All this would matter less if Self were just another lofty wordsmith putting out a new masterpiece every two years, to be widely acclaimed and universally ignored. But the fact is that Self is also a successful and highly efficient hack. Never troubled by writer’s block, he has the opposite anxiety: writer’s spout. The stuff just pours out of him night and day, apparently — essays, reviews, features, diatribes. If he were a graphic artist he’d have an atelier of apprentices working shifts and knocking out Self-like columns around the clock. All he’d do is swan in from the Groucho at sundown and add a few idiomatic flourishes, deleting ‘laugh’ and putting ‘cachinnate’, quashing ‘green’ in favour of ‘viridian’, ousting ‘slim’ and promoting ‘gracile’ and all that.

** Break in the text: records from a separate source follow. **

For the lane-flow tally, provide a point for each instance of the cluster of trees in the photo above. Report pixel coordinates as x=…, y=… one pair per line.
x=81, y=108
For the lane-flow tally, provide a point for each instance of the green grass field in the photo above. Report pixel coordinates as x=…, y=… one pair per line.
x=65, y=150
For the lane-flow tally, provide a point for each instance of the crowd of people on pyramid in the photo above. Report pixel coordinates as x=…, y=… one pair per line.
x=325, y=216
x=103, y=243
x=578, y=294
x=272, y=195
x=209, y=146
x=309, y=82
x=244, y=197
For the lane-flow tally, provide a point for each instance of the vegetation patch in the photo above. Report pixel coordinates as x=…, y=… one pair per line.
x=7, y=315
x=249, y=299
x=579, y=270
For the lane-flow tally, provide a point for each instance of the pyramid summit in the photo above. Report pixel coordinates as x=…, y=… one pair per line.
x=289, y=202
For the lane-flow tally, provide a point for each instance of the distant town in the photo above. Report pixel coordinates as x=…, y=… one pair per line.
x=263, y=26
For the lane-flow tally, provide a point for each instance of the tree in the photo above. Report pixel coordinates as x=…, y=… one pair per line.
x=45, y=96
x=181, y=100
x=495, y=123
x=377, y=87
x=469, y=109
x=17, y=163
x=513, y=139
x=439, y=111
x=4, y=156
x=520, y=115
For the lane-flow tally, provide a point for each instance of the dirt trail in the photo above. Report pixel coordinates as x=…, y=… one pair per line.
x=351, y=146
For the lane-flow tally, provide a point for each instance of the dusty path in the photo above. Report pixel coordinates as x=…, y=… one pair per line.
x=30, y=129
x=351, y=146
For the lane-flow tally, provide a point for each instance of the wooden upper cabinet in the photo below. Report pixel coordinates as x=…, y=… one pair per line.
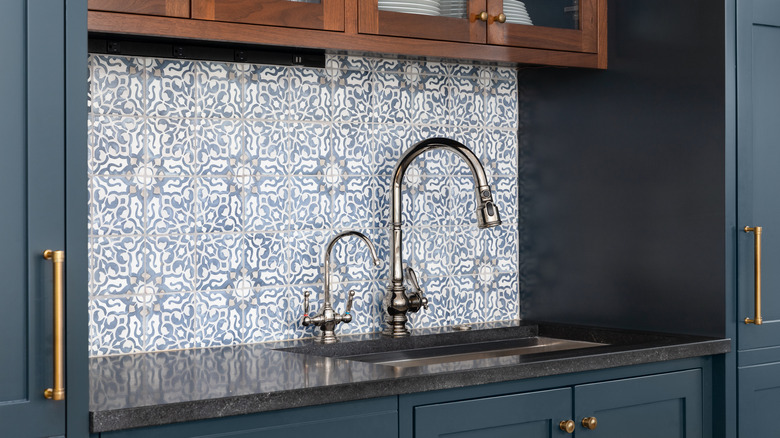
x=167, y=8
x=566, y=25
x=304, y=14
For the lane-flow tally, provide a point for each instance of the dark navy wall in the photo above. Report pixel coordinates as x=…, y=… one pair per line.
x=622, y=177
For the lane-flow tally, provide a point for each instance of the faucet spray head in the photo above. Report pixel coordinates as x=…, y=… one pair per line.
x=487, y=212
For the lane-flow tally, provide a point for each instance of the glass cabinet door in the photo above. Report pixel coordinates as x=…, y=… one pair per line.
x=570, y=25
x=305, y=14
x=446, y=20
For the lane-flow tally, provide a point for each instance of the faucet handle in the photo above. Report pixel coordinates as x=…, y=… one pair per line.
x=420, y=295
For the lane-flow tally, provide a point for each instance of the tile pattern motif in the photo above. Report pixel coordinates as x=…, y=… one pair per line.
x=214, y=188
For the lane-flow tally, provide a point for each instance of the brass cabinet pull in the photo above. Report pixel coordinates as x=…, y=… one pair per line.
x=589, y=423
x=757, y=273
x=567, y=426
x=58, y=261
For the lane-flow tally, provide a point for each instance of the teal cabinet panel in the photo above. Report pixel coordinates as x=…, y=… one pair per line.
x=659, y=406
x=531, y=415
x=758, y=152
x=759, y=399
x=377, y=418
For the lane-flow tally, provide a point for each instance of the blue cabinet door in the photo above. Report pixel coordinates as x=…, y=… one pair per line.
x=33, y=135
x=758, y=173
x=529, y=415
x=658, y=406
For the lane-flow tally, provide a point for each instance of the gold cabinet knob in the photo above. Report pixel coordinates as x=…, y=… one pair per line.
x=590, y=423
x=567, y=426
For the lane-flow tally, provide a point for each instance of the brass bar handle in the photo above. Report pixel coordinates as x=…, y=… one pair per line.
x=757, y=273
x=58, y=261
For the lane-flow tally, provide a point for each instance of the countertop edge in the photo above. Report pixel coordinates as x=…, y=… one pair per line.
x=156, y=415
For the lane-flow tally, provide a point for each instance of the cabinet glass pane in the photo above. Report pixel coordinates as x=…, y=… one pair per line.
x=441, y=8
x=562, y=14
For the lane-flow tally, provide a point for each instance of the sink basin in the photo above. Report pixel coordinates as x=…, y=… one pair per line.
x=471, y=351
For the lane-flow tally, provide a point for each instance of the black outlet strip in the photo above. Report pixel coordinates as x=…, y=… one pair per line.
x=203, y=51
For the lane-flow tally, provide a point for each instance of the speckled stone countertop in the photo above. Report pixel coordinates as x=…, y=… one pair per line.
x=159, y=388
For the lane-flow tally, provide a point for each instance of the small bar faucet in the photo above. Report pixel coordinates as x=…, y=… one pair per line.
x=327, y=319
x=397, y=302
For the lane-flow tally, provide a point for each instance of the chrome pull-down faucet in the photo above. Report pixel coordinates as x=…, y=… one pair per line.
x=398, y=302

But writers must personally create every word of what they sell, and his fertility is quite prodigious. A recent interview revealed that in one day he produces enough finished work for three articles. Three in a day. The average hack might spend three days on one article. The jammy sod. He’s earning nine times what the rest of us make. How does he do it? While our sentences are squeezed out with murderous slowness, like blood from a vein, tap tap tap, Self rattles it off just like that. He springs from his bed and flies to the keyboard, his first witticism of the day already dancing from his fingertips. While we mope about the room fine-tuning our intro, he’s already completing his first commission. We quibble and mince. He scribbles and prints.

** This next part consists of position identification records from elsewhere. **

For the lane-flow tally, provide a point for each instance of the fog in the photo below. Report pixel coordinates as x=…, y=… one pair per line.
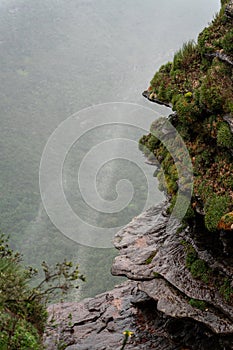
x=57, y=58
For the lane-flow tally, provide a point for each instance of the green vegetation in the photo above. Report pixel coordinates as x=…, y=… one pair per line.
x=23, y=312
x=215, y=208
x=198, y=83
x=200, y=270
x=224, y=136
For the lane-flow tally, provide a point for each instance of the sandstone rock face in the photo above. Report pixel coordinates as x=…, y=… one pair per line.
x=160, y=302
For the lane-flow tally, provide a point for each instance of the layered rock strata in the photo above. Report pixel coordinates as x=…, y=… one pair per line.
x=156, y=303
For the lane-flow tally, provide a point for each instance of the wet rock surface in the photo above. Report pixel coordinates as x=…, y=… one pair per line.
x=157, y=303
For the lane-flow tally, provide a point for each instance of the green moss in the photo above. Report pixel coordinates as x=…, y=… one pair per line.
x=191, y=256
x=215, y=207
x=224, y=136
x=200, y=88
x=227, y=42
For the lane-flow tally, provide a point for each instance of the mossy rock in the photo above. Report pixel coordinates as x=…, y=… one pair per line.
x=216, y=206
x=226, y=222
x=224, y=136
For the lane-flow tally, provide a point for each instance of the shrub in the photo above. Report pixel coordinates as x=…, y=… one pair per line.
x=227, y=42
x=185, y=56
x=224, y=136
x=215, y=207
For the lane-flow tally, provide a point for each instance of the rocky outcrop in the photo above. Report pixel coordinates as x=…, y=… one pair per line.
x=151, y=96
x=163, y=304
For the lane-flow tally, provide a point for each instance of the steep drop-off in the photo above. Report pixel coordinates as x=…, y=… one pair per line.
x=180, y=289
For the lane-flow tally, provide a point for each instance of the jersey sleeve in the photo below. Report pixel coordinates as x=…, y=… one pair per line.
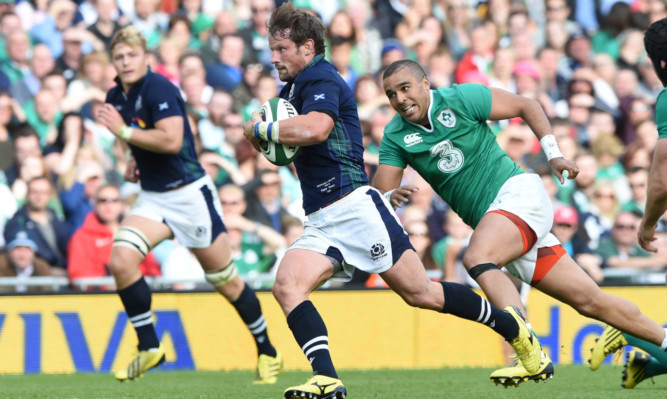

And he’s doing this every day of his life, at least when he’s not performing on TV. It’s his career as a game-show wag that fuels his unstoppable ascendancy. Although officially I detest Will Self out of solidarity with my fellow hacks, I secretly rather enjoy him on telly. Unlike other literary grandees, he’s game for more or less anything. It’s hard to imagine, say, Doris Lessing showing up alongside Melinda Messenger on Shooting Stars, or Julian Barnes being quizzed by Paul Merton on Room 101. ‘So, Julian, why do you want to have Vitaly Vishinky’s sculpture of Bellerophon at the Gare du Nord consigned to oblivion?’ No. That wouldn’t work. But Self moves effortlessly between these disparate entertainments. He can lark around on parlour games or dispute morality with panels of experts. His nearest rival, at least on the highbrow shows, is Martin Amis. But Amis has a disappointing presence, especially if the debate is live and an element of improvisation is required. He perches on his high chair, with his feet off the ground, giving furtive answers a nd imparting an air of sanctity and suspicion, like a Catholic cardinal being quizzed about a cover-up. But Self is entirely at home in the studio. He has an easy eloquence and, more importantly, an absolute mastery of image.

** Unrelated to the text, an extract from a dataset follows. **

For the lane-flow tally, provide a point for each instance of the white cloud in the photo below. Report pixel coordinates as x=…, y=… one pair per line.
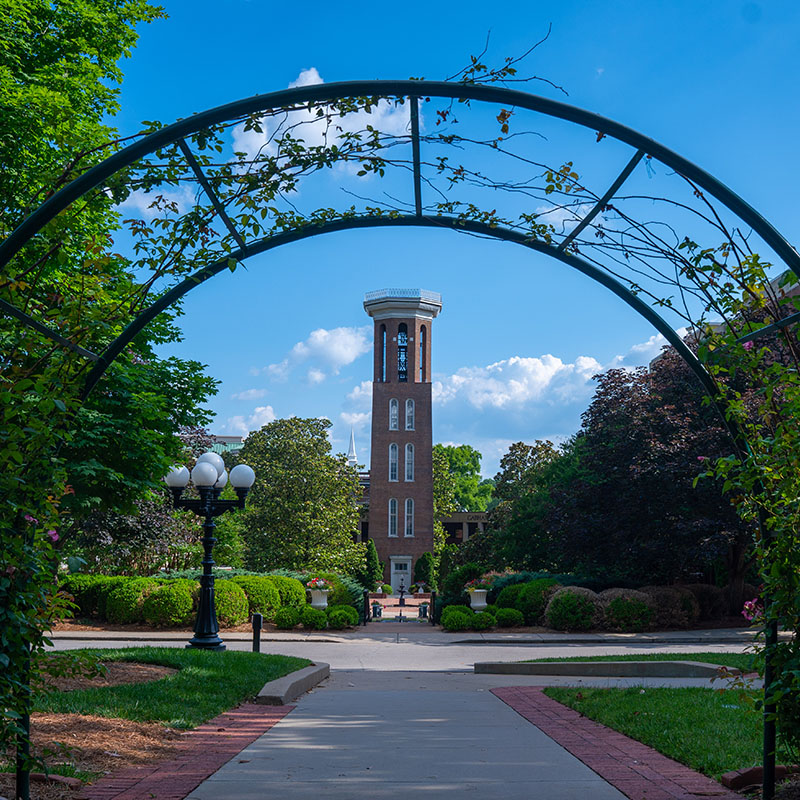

His career looks more and more like a piece of performance art. Will Self the writer is only tolerably gifted, but Will Self ‘the writer’ is a matchless creation. He has the look, he has the leathers, he has the sucked-in cheeks and the javelin stare. He conforms perfectly to our collective idea of the mad, tortured genius. Dostoevsky doesn’t do chatshows any more, but here’s the next best thing. And like it or not, a successful author these days is advised to attend carefully to his qualities as ‘a writer’. That’s why I’m dieting fiercely right now, and reading the dictionary every night in bed. My frame narrows, my vocabulary expands and I’ve acquired one or two distressed leather jackets. I may even be tempted to essay a pipe. Assay, I mean. So pretty soon I hope to irrupt across the TV schedules, a gracile figure with viridian eyes, cachinnating and introjecting at every opportunity. No need to write any more, just be ‘a writer’. And ain’t that the troof?